Blair County Judge Hiram Carpenter on Friday granted a city petition to levy a total of $2.5 million in earned income and property taxes beyond normal state limits for 2014.
If Carpenter had denied the petition, the city would have had to lay off a third of its workforce, jeopardizing public safety, according to interim City Manager Omar Strohm.
Carpenter's OK means the city can follow a key revenue-raising directive in its Act 47 distress recovery plan, using an Act 47 cap waiver on earned income tax, while continuing its long tradition of taking the maximum allowable general income tax, which doesn't require an Act 47 waiver.
With Carpenter's ruling, the city will levy a total of 0.7 percent regular earned income tax on workers living in the city - with 0.2 percent of that amount permissible through the Act 47 waiver.
The city will levy 0.1 percent regular earned income tax on workers living outside the city - all by permission of the Act 47 waiver.
The earned income tax allowable through these waivers amounts to $1.5 million.
Each of the levies for next year are 0.05 percent smaller than the levies for this year - although total earned income tax bills will be the same, because the city is raising its special pension surtax by 0.05 percent, an increase that doesn't require court permission.
Carpenter's ruling also means the city can levy 30 mills general property tax - five beyond the state's soft cap.

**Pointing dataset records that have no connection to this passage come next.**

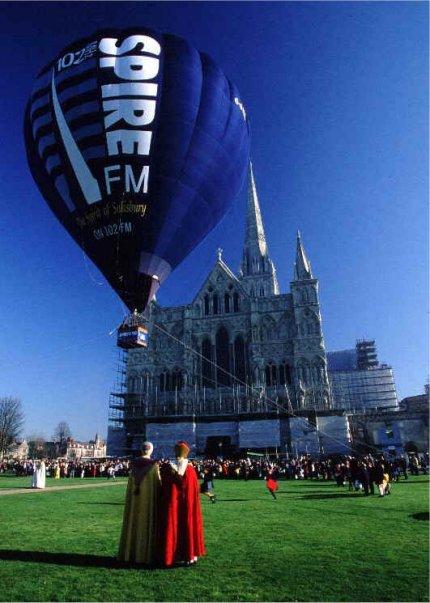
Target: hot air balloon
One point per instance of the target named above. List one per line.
(139, 144)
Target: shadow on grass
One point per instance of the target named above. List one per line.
(334, 495)
(75, 559)
(82, 502)
(236, 499)
(421, 516)
(409, 482)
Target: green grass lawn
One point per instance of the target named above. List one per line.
(11, 481)
(315, 543)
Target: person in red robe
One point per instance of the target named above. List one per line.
(180, 536)
(272, 482)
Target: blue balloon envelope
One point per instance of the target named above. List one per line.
(139, 144)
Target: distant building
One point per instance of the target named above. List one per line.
(250, 372)
(358, 382)
(93, 449)
(404, 429)
(18, 450)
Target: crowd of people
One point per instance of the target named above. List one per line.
(162, 522)
(62, 468)
(369, 474)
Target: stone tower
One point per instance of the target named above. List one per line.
(310, 364)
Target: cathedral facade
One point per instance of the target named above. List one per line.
(242, 366)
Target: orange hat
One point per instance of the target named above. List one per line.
(181, 448)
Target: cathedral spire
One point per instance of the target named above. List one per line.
(302, 266)
(254, 237)
(257, 270)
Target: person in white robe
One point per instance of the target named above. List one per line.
(39, 476)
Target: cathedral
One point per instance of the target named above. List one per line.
(242, 367)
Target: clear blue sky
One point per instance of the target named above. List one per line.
(337, 94)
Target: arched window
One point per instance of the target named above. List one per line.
(206, 304)
(235, 302)
(226, 303)
(215, 303)
(282, 374)
(223, 356)
(168, 382)
(207, 367)
(274, 375)
(239, 358)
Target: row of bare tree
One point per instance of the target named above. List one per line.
(11, 422)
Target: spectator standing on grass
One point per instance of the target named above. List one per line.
(139, 528)
(207, 485)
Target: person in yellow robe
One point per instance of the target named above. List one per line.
(138, 536)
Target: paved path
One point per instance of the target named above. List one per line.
(6, 491)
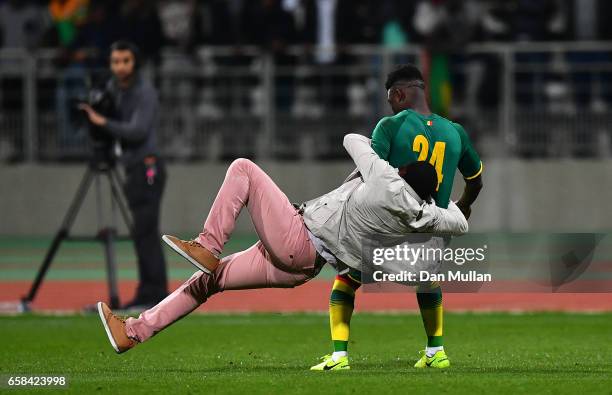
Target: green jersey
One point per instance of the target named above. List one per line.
(409, 136)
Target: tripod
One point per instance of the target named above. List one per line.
(107, 235)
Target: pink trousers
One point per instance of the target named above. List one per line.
(284, 257)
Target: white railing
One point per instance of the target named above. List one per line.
(541, 99)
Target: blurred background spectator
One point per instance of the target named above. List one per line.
(208, 58)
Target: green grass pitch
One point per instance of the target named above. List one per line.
(271, 353)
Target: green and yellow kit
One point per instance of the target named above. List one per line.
(410, 136)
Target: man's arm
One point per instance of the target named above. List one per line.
(139, 125)
(470, 193)
(367, 161)
(471, 167)
(447, 221)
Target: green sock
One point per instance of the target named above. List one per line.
(434, 341)
(340, 345)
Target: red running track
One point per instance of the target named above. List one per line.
(313, 296)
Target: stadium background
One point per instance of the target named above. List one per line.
(281, 82)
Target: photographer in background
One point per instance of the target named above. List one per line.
(136, 108)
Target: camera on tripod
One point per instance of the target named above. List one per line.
(100, 98)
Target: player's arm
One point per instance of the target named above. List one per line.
(471, 168)
(367, 161)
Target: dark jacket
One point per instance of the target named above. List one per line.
(135, 124)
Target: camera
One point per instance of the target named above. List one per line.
(102, 101)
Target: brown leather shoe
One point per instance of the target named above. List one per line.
(115, 329)
(193, 251)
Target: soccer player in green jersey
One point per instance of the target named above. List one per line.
(414, 133)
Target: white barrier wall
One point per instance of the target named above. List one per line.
(519, 195)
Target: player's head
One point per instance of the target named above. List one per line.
(123, 60)
(405, 85)
(422, 177)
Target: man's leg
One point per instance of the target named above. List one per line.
(429, 297)
(272, 214)
(341, 304)
(144, 201)
(285, 256)
(248, 269)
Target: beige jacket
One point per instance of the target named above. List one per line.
(379, 202)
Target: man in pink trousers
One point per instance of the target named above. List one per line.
(294, 244)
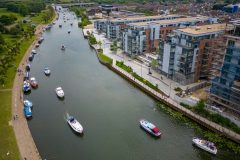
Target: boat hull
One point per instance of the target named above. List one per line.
(143, 126)
(74, 129)
(197, 143)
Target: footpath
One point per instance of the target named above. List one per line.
(168, 100)
(26, 145)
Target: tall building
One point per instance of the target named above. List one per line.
(184, 56)
(113, 27)
(143, 37)
(225, 89)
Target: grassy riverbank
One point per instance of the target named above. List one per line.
(135, 75)
(221, 142)
(10, 59)
(8, 142)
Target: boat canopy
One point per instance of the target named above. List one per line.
(156, 130)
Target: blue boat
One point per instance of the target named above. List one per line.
(27, 103)
(27, 111)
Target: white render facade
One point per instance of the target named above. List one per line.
(178, 54)
(145, 36)
(114, 27)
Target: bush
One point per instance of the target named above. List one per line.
(104, 58)
(123, 66)
(178, 89)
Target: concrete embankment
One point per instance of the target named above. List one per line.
(171, 103)
(28, 149)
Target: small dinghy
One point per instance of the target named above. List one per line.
(33, 82)
(150, 128)
(63, 47)
(28, 67)
(30, 58)
(59, 92)
(47, 71)
(205, 145)
(75, 125)
(34, 51)
(26, 87)
(27, 111)
(27, 103)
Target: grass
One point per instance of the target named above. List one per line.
(12, 70)
(37, 19)
(105, 58)
(4, 11)
(135, 75)
(7, 143)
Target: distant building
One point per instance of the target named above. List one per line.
(184, 57)
(107, 9)
(225, 89)
(143, 37)
(232, 8)
(113, 27)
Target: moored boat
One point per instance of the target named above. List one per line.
(28, 67)
(59, 92)
(26, 87)
(205, 145)
(47, 71)
(34, 51)
(150, 128)
(75, 125)
(30, 58)
(63, 47)
(33, 82)
(28, 103)
(27, 111)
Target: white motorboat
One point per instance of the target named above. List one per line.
(150, 128)
(34, 51)
(47, 71)
(59, 92)
(33, 82)
(28, 103)
(205, 145)
(75, 125)
(63, 47)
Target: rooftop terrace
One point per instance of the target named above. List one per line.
(205, 29)
(172, 21)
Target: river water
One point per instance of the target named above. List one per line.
(108, 107)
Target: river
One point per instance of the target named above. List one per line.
(108, 107)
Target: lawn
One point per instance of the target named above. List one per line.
(12, 70)
(105, 58)
(4, 11)
(8, 144)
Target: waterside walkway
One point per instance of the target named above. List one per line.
(168, 101)
(26, 145)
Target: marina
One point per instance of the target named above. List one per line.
(108, 106)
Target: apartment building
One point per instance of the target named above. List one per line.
(184, 56)
(225, 89)
(145, 36)
(114, 27)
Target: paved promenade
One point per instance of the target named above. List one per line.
(165, 85)
(25, 142)
(203, 121)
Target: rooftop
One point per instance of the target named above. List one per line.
(198, 30)
(142, 17)
(172, 21)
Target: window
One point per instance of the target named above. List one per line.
(231, 43)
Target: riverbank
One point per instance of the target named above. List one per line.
(170, 102)
(25, 142)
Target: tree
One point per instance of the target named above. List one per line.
(154, 63)
(100, 44)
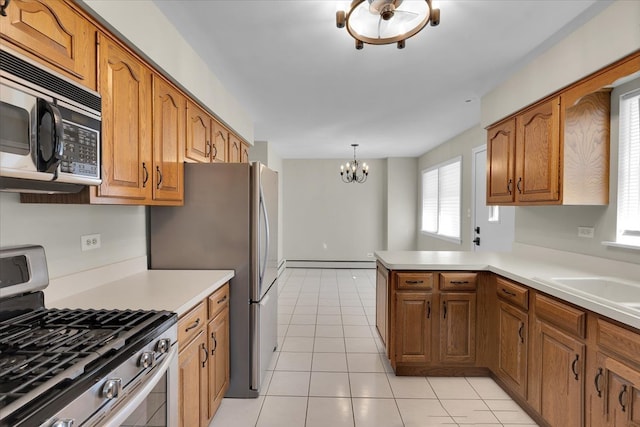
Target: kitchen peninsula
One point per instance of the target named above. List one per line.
(560, 332)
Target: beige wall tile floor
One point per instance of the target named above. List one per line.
(331, 371)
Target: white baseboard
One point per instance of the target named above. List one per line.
(329, 264)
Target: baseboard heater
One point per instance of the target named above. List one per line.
(302, 263)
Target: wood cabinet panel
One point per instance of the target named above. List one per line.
(218, 332)
(512, 347)
(54, 34)
(125, 86)
(220, 143)
(413, 327)
(412, 281)
(169, 114)
(457, 328)
(192, 380)
(538, 153)
(198, 144)
(501, 155)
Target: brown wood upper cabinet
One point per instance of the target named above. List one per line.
(125, 86)
(169, 107)
(557, 150)
(55, 34)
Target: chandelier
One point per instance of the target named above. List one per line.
(351, 173)
(386, 21)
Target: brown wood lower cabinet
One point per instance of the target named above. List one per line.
(203, 358)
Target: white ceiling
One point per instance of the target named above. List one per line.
(311, 93)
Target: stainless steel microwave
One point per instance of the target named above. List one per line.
(49, 129)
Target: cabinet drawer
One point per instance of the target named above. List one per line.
(515, 294)
(561, 315)
(618, 340)
(218, 300)
(458, 281)
(415, 280)
(191, 323)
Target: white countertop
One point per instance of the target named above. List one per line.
(539, 269)
(172, 290)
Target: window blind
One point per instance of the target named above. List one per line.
(629, 167)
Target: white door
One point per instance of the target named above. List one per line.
(493, 226)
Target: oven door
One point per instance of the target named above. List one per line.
(153, 402)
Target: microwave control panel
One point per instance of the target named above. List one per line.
(80, 155)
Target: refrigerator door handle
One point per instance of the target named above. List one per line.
(266, 227)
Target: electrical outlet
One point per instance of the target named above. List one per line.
(587, 232)
(90, 241)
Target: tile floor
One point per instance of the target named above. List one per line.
(331, 370)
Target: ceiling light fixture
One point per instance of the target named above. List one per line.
(386, 21)
(350, 173)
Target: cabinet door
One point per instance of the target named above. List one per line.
(220, 143)
(235, 149)
(501, 157)
(125, 86)
(54, 34)
(458, 328)
(382, 306)
(413, 327)
(169, 111)
(244, 155)
(198, 143)
(538, 153)
(512, 347)
(218, 332)
(192, 362)
(561, 361)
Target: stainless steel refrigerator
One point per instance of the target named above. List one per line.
(229, 221)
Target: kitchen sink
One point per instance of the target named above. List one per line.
(621, 292)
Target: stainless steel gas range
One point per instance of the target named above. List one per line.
(69, 367)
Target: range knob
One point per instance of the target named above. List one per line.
(163, 345)
(147, 359)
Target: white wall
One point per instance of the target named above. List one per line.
(58, 229)
(147, 28)
(461, 145)
(328, 220)
(611, 35)
(402, 204)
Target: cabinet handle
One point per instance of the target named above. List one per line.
(193, 325)
(520, 332)
(215, 343)
(146, 175)
(206, 355)
(3, 7)
(574, 366)
(596, 381)
(511, 294)
(159, 177)
(623, 392)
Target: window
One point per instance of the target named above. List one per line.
(441, 200)
(628, 228)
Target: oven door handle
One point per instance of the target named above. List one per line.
(131, 403)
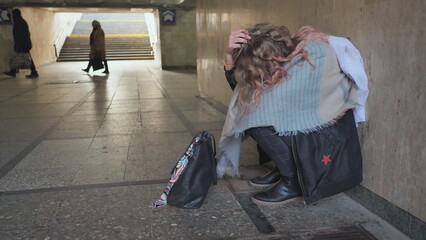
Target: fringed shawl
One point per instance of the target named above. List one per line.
(311, 97)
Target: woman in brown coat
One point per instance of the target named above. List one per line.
(97, 47)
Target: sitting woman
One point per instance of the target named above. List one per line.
(292, 97)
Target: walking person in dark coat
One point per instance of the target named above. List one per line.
(97, 47)
(22, 41)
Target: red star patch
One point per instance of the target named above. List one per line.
(326, 159)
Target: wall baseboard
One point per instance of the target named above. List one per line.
(177, 68)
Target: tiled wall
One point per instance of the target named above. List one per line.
(390, 35)
(44, 27)
(179, 42)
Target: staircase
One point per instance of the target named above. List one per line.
(125, 39)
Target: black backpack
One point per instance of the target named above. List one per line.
(192, 175)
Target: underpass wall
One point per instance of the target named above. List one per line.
(390, 35)
(45, 27)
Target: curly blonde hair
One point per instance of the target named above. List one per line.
(259, 64)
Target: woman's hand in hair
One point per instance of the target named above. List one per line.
(236, 39)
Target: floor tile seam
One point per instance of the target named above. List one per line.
(20, 156)
(128, 154)
(85, 187)
(173, 105)
(21, 93)
(104, 114)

That extra five mills, to reach the state's hard property tax cap, is available every year, without benefit of an Act 47 waiver.
Based on case law, the city only needed to prove to the judge that it requires the extra cap-stretching levies to meet its 2014 budget.
But every year, the solicitor - who in recent times has been Larry Clapper - chooses to go further, emphasizing the number of layoffs that would be necessary to make ends meet, if the judge rejects the petition.
"I'm satisfied," Carpenter said as he signed the order. "I think you have met your burden."